In a relational database, storage doesn’t necessarily keep rows in any particular order. Each insert may fill a slot in an existing page, so several sequential inserts may put data in random locations. Interestingly, it is possible to influence paging in Oracle during bulk operations: “TRUNCATE table” tells it to immediately delete all pages, skipping rollback, without inspecting their contents, and “INSERT /*+ append */” tells it to create a new page- skip the step of looking for empty slots in existing pages (good for a single massive insert, and very slow for many small inserts).

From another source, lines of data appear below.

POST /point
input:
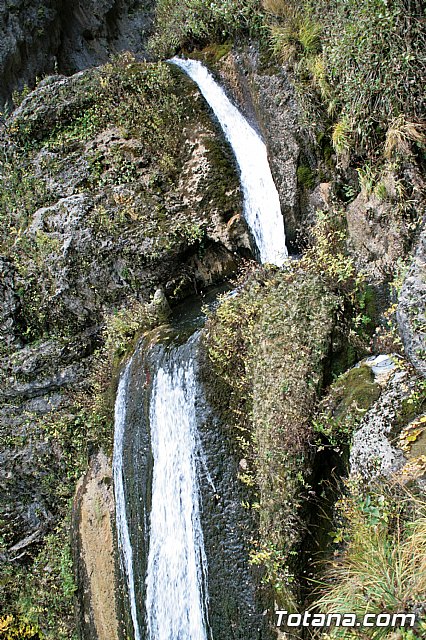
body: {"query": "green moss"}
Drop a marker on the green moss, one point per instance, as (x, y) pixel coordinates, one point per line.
(305, 177)
(266, 393)
(348, 399)
(211, 54)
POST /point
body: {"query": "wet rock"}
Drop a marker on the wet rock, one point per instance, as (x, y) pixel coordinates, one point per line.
(373, 449)
(268, 99)
(94, 545)
(411, 311)
(9, 305)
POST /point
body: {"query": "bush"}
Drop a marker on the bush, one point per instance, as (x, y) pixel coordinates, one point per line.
(374, 51)
(190, 23)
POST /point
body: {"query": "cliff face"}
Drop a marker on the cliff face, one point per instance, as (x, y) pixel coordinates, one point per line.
(38, 37)
(116, 183)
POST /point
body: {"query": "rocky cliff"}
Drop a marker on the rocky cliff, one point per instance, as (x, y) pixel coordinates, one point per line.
(118, 197)
(39, 38)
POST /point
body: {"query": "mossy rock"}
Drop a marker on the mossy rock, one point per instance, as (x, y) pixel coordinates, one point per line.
(354, 390)
(348, 399)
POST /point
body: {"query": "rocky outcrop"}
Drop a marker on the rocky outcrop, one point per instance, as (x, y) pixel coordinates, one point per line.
(9, 305)
(39, 37)
(116, 186)
(375, 450)
(379, 235)
(411, 311)
(93, 531)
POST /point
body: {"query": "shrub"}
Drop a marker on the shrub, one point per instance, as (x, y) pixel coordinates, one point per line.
(376, 66)
(186, 24)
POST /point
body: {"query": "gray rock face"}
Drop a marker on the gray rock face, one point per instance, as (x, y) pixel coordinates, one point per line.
(378, 235)
(373, 452)
(110, 226)
(46, 36)
(9, 303)
(411, 312)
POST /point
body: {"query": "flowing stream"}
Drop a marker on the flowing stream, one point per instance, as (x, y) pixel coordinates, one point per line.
(262, 209)
(177, 566)
(169, 595)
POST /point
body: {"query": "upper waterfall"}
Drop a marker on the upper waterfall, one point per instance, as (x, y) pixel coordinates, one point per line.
(262, 209)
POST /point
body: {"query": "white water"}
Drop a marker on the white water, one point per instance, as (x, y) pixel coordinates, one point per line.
(262, 209)
(177, 566)
(124, 545)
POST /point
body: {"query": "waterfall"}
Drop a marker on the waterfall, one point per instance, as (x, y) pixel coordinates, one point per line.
(262, 209)
(167, 581)
(123, 535)
(177, 566)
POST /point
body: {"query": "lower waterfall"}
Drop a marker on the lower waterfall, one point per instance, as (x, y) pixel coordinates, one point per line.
(124, 544)
(177, 565)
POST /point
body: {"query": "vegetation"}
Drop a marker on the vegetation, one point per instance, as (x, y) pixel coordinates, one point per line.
(361, 66)
(185, 25)
(380, 567)
(347, 400)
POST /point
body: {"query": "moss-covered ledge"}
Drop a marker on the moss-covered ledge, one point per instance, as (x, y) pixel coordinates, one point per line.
(266, 349)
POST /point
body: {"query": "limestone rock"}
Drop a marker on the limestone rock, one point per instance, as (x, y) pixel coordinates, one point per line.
(378, 235)
(373, 450)
(37, 38)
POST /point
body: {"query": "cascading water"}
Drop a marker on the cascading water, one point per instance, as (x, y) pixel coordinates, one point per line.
(177, 566)
(158, 444)
(262, 209)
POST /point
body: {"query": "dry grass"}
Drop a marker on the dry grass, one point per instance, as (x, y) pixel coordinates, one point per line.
(401, 134)
(380, 571)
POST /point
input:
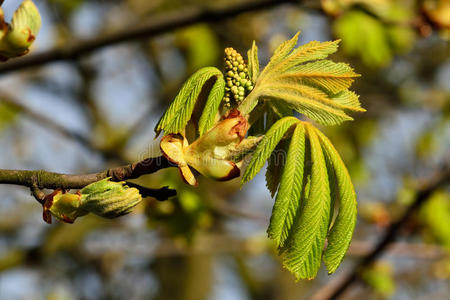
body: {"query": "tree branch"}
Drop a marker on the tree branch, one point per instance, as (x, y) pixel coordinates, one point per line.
(336, 289)
(43, 179)
(156, 26)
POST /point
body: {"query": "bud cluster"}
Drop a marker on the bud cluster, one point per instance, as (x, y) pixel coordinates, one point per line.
(16, 38)
(238, 83)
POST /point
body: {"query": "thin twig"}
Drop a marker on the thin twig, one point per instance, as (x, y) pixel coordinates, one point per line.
(153, 27)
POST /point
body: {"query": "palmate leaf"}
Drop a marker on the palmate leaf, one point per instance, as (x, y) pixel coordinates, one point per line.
(287, 202)
(275, 166)
(180, 111)
(308, 83)
(266, 147)
(304, 248)
(341, 233)
(253, 63)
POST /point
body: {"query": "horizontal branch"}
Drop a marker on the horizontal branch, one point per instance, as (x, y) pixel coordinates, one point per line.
(153, 27)
(39, 179)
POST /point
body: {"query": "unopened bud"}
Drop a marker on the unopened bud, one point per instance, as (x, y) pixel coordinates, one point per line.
(17, 37)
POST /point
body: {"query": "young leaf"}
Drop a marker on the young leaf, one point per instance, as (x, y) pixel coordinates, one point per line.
(211, 108)
(266, 146)
(253, 63)
(285, 209)
(304, 250)
(340, 235)
(179, 112)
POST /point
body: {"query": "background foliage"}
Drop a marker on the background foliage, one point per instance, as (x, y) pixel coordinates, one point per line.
(210, 242)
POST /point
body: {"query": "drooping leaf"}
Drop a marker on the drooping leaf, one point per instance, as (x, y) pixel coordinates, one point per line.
(275, 166)
(303, 79)
(179, 112)
(266, 146)
(285, 209)
(340, 235)
(210, 111)
(304, 249)
(253, 63)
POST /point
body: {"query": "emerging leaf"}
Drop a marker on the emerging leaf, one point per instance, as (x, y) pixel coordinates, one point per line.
(304, 249)
(267, 145)
(340, 235)
(286, 205)
(16, 38)
(306, 82)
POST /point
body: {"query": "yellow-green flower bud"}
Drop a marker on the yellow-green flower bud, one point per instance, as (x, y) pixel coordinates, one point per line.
(104, 198)
(109, 199)
(16, 38)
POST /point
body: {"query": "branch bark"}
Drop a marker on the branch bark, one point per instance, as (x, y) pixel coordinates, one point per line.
(39, 179)
(153, 27)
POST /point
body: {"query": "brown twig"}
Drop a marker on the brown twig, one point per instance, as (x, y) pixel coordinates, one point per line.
(153, 27)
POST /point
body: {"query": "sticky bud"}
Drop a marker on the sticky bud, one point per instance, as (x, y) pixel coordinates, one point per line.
(17, 37)
(104, 198)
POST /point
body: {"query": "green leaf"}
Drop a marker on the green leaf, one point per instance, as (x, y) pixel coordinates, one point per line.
(211, 109)
(275, 166)
(253, 63)
(285, 209)
(305, 81)
(341, 233)
(314, 109)
(179, 112)
(266, 146)
(304, 249)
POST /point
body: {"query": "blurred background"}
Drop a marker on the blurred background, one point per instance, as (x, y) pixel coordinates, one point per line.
(99, 110)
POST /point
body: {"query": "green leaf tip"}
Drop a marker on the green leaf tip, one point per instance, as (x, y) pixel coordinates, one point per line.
(315, 201)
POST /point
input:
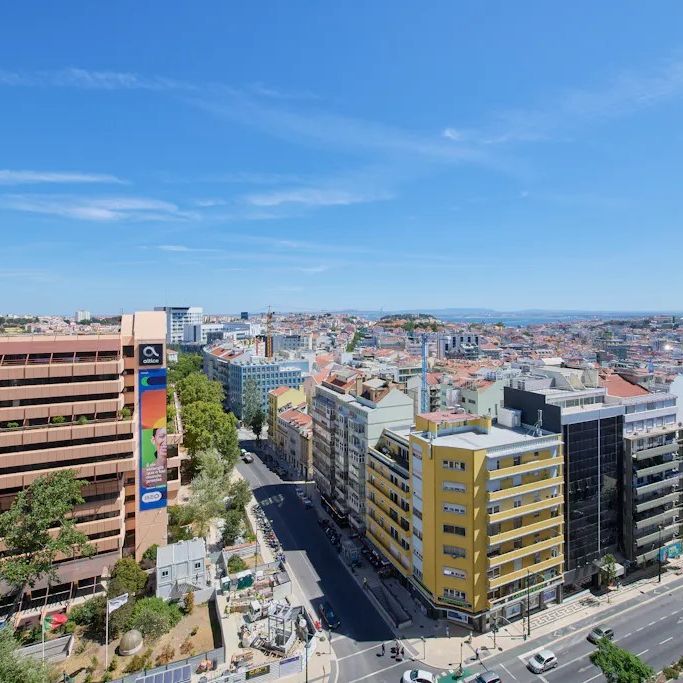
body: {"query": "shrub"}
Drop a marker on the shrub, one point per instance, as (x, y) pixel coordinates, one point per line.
(166, 655)
(189, 602)
(127, 577)
(151, 554)
(236, 564)
(153, 617)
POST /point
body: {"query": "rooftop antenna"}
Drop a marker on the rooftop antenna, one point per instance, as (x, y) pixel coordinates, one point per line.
(537, 429)
(424, 395)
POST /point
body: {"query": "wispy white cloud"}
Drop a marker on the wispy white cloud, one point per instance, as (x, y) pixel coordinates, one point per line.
(626, 93)
(21, 177)
(311, 196)
(98, 209)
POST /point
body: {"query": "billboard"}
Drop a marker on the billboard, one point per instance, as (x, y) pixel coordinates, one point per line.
(152, 412)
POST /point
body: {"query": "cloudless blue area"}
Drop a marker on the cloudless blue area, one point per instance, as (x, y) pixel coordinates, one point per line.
(341, 155)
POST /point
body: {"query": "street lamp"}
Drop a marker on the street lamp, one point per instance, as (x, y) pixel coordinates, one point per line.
(659, 554)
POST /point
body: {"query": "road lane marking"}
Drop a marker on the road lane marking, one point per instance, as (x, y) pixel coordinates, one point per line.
(508, 672)
(381, 671)
(354, 654)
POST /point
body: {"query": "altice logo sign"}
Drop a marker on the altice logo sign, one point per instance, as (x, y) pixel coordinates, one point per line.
(150, 354)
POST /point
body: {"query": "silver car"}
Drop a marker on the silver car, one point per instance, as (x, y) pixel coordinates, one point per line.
(542, 661)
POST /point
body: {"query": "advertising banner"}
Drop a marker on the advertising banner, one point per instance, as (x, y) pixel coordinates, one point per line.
(152, 412)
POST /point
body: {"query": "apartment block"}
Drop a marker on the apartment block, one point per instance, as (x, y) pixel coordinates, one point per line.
(592, 432)
(177, 317)
(651, 495)
(388, 503)
(94, 404)
(487, 518)
(346, 424)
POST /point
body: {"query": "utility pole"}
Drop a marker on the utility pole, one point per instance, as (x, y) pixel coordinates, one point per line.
(528, 604)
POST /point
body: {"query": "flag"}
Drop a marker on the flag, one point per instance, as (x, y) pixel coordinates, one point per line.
(53, 621)
(115, 603)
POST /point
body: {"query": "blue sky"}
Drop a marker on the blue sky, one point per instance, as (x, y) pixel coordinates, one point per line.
(331, 155)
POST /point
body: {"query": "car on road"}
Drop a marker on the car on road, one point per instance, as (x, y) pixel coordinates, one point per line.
(328, 616)
(542, 661)
(418, 676)
(600, 632)
(488, 677)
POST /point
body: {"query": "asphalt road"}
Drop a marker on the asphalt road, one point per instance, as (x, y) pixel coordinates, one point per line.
(318, 570)
(650, 625)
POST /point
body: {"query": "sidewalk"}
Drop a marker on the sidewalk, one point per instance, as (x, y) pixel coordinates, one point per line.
(444, 653)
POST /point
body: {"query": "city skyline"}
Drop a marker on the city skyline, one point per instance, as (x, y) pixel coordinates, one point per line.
(325, 158)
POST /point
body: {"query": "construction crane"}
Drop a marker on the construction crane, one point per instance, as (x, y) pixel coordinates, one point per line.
(269, 334)
(424, 393)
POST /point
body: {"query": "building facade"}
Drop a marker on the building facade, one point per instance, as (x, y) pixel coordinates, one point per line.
(94, 404)
(487, 518)
(592, 433)
(345, 426)
(177, 317)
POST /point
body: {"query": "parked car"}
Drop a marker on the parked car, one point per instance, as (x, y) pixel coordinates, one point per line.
(542, 661)
(418, 676)
(488, 677)
(328, 616)
(599, 632)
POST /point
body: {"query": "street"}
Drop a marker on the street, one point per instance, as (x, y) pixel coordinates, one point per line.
(648, 625)
(318, 570)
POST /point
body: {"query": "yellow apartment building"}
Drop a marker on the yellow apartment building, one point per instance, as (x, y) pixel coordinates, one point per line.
(483, 542)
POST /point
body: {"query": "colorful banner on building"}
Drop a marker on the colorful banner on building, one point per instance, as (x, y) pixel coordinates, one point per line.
(152, 412)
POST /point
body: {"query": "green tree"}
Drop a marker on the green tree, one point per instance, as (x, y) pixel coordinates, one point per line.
(208, 490)
(153, 617)
(207, 426)
(39, 526)
(15, 668)
(240, 494)
(233, 522)
(198, 387)
(619, 665)
(126, 577)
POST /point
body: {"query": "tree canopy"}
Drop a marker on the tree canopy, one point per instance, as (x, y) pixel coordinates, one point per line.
(207, 426)
(198, 387)
(208, 490)
(39, 526)
(619, 665)
(15, 668)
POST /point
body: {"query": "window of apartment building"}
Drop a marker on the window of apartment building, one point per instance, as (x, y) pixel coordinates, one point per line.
(453, 593)
(454, 486)
(454, 551)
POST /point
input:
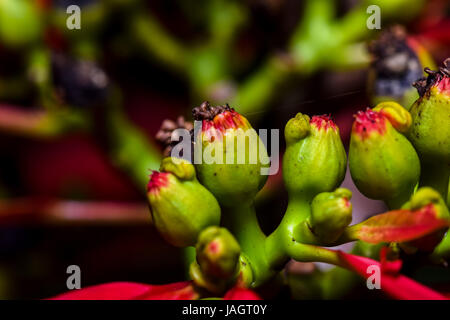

Note that I've left the above objects at each node empty - when a node is accessed, it will be loaded into memory. Since I'm doing this in a browser, I'm going to load a block using Ajax. Once the block is loaded once, the getData method will replace itself with a memoized copy of the data, which helps subsequent queries (this is why a query will run faster the second time you run it, or how one query can effect the performance of subsequent queries):

function ajaxData() {
    var data = null;
  $.ajax({
    url: "blocks/" + parent.block,
    async: false
  }).done(function(blockData) {
    data = blockData.split("\n")
    for (var i = 0; i < data.length; i++) {
      data[i] = data[i].split("\t")
    }
  });

  page.parent.getData = function() {
    return data; // memoized!
  }
  return data;
}

This solves the problems of loading and caching data blocks, but we're still going to run out of RAM if we run a long query - we need a way to kick blocks out of the system, and revert to the 'unloaded' state.

var pages = new Array(10)
var pageIdx = 0

function mallocData() {
    var newPage = malloc(this)
    return newPage.parent.getData(); // will trigger an ajax call
}

function malloc(parent) {
  pageIdx = (pageIdx + 1) % pages.length;
  var page = pages[pageIdx];
 
  if (page.parent) { 
   page.parent.getData = mallocData
  }

  page.parent = parent;
  parent.getData = ajaxData

  return page;
}

Now, we can combine this with the tree.

function buildTree() {
  var t = new tree(3);

  for (var i = 1; i < 14521; i++) { 
    var block = getFile(i)
    t.insert(i, {block: block, getData: mallocData} )
  }
  
  return t;
}

t.seek(1000)
t.recnum
Object {block: "xabmm", getData: function}
block: "xabmm"

t.getData()
Array[2501]
[0 … 99]
0: Array[4]
0: "thoroughly disrupts"
1: "2008"
2: "10"
3: "9"

This shows the first lines of the 1000th file. If you then load 11 blocks, the first block is kicked out, and eventually freed by the garbage collector (it's set low for testing purposes - obviously you want much more RAM).

This, I suggest, is a good implementation of a DataFrame for large tables - it supports "show me the first 100 rows" queries common in investigation, and scales well to paging through troublesomely large data sets.

One could loop over this table to generate an index - a mapping of entries {"the dog": "xamym"}, which tells you where to start looking for specific record - once this index was built the lookup would be quite fast. Properly implemented, these indexes could be used by the R or Pandas DataFrame APIs (or a system like LINQ) to support dramatic performance improvements, without re-architecting a system that crumbles under load.